To create a clean and controlled bridge, follow these steps:

  1. Create a reference or copy of the VCAD_Properties query.
  2. In the copied query, filter the rows so that only the chosen unique identifier property (Element ID-Name) remains.
  3. Keep only the necessary columns: ObjectID and Value, then rename Value to ElementID to clearly represent the unique identifier used for the relationship.

 

 

This new filtered query becomes the bridge table between:

  • The appended WBS export table
  • The full Vcad dataset

Now create relationships:

  1. Connect:
    • Element ID-Name (from the appended WBS table)
    • ElementID (from the filtered VCAD_Properties bridge query)
  2. Ensure that this bridge table remains related to the core Vcad tables as defined by the default Vcad data model.
  3. Connect your external progress dataset to the WBS column in the appended WBS table.

 

 

This approach preserves the integrity of the BIM authoring model by avoiding any direct modifications or the embedding of enterprise data into geometry. Instead, all integration is handled within Power BI through a controlled relational model, ensuring a clean separation of responsibilities, easier maintenance, and a scalable structure that can evolve without impacting the source model.

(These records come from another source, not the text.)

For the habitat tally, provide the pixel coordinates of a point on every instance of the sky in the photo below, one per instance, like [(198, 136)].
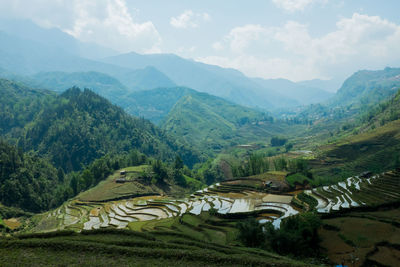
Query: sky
[(292, 39)]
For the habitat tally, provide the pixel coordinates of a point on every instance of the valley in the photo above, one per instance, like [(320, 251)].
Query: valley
[(270, 149)]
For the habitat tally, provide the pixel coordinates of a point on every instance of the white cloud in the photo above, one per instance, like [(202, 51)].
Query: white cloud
[(295, 5), (112, 25), (217, 46), (106, 22), (290, 51), (189, 19)]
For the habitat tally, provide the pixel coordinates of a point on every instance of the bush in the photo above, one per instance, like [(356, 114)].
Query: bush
[(251, 233), (298, 235), (278, 141)]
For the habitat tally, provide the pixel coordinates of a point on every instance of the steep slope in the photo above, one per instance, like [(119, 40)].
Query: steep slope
[(19, 105), (227, 83), (368, 87), (382, 113), (146, 79), (375, 150), (26, 181), (155, 104), (103, 84), (82, 126), (211, 123)]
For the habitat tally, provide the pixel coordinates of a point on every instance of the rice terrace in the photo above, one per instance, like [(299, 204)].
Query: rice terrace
[(195, 133)]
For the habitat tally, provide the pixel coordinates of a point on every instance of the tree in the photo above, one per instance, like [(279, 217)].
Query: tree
[(178, 164), (251, 233)]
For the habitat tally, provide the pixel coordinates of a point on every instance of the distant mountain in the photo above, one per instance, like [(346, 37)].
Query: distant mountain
[(100, 83), (19, 105), (327, 85), (381, 114), (209, 123), (145, 79), (155, 104), (368, 87), (227, 83), (303, 94), (77, 127)]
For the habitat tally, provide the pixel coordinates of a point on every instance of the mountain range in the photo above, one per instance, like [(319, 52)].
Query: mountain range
[(29, 50)]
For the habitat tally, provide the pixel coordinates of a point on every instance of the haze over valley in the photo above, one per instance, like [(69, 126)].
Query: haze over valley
[(191, 134)]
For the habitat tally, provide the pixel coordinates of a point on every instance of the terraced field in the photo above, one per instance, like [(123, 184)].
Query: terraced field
[(227, 200), (357, 191), (112, 247)]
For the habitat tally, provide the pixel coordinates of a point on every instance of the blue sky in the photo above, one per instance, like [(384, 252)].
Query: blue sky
[(293, 39)]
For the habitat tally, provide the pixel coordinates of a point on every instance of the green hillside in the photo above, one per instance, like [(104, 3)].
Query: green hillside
[(103, 84), (155, 104), (368, 87), (81, 126), (376, 150), (26, 181), (212, 123), (128, 248), (19, 105)]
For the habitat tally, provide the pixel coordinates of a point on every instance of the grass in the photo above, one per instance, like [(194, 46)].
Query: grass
[(128, 248), (376, 150), (299, 179), (362, 235)]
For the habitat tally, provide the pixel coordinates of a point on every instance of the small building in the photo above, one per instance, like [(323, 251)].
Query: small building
[(268, 183), (365, 174), (120, 180)]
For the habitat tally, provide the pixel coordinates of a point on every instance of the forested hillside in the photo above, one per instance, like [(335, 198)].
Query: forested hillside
[(19, 105), (368, 87), (26, 181), (81, 126)]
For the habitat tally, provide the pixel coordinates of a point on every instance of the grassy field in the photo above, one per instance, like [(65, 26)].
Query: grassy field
[(376, 151), (372, 237), (129, 248)]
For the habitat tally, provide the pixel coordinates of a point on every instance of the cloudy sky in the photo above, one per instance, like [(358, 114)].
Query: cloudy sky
[(293, 39)]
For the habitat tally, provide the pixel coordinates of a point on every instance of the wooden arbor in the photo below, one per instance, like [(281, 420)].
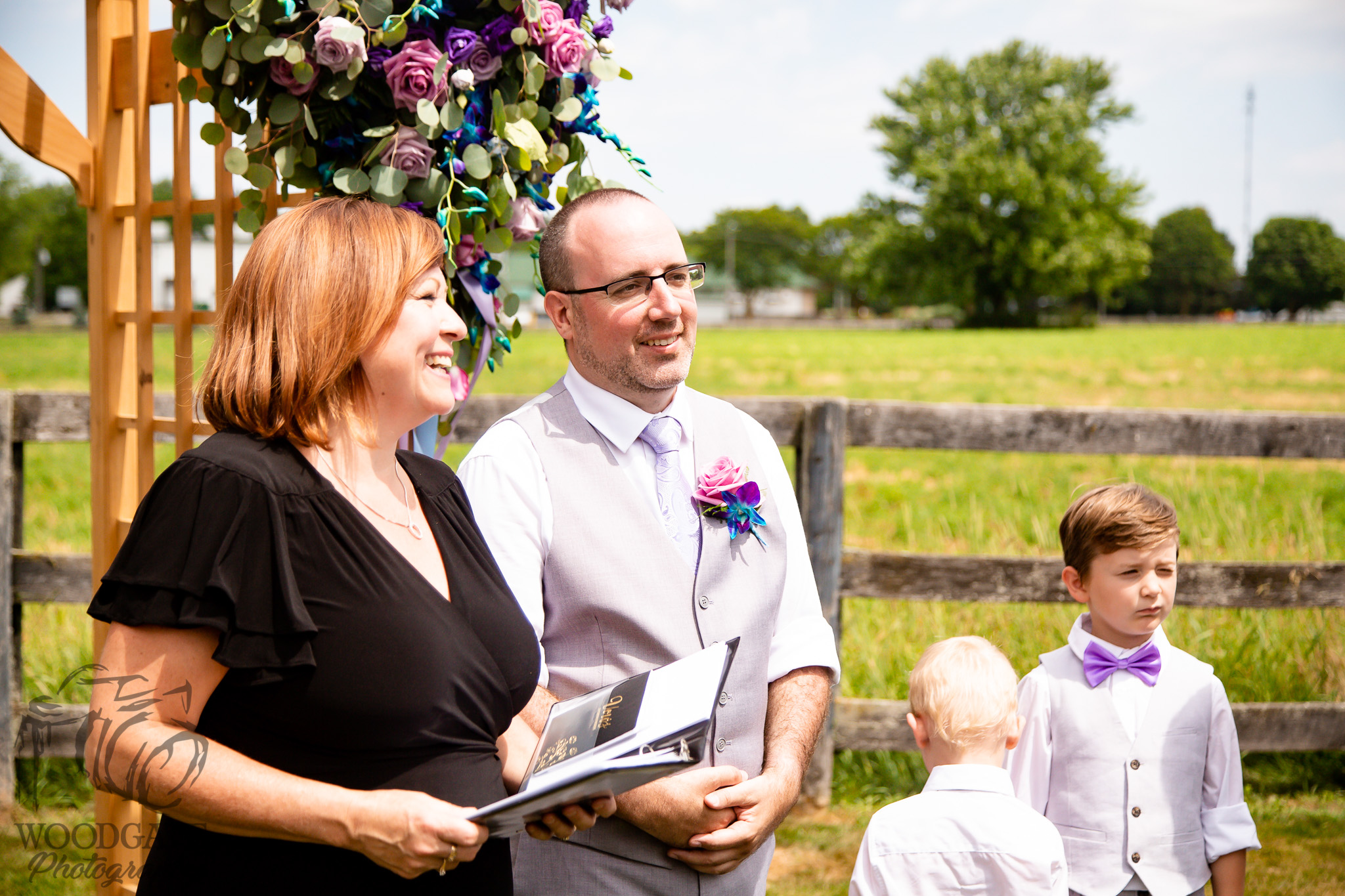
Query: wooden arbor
[(129, 69)]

Why This Approach Is Powerful
  • It keeps the BIM model clean.
  • It avoids writing business data into authoring tools.
  • It leverages existing coordination structure.
  • It creates a scalable integration pattern.

If you are already using Selection Sets in Navisworks, you are only a few steps away from turning coordination structure into analytics structure.

 

Ready to Use in Your Report

At this stage, your data model is fully connected and ready to be used in your Power BI report. The WBS structure is linked to individual elements through the ElementID bridge, and the Vcad dataset provides the geometric context.
This means you can now:

  • Select a WBS in a chart and instantly highlight the corresponding elements in the 3D model.
  • Filter progress, cost, or any other external dataset based on model selections.
  • Drive visual states in the 3D view using WBS logic or any other Selection Set structure you define.

Because the integration is based on a stable identifier and a controlled bridge query, you can repeat the same logic for other datasets and other Selection Set groupings, not just WBS.
Any structured Set logic can now drive model-based analytics inside Power BI.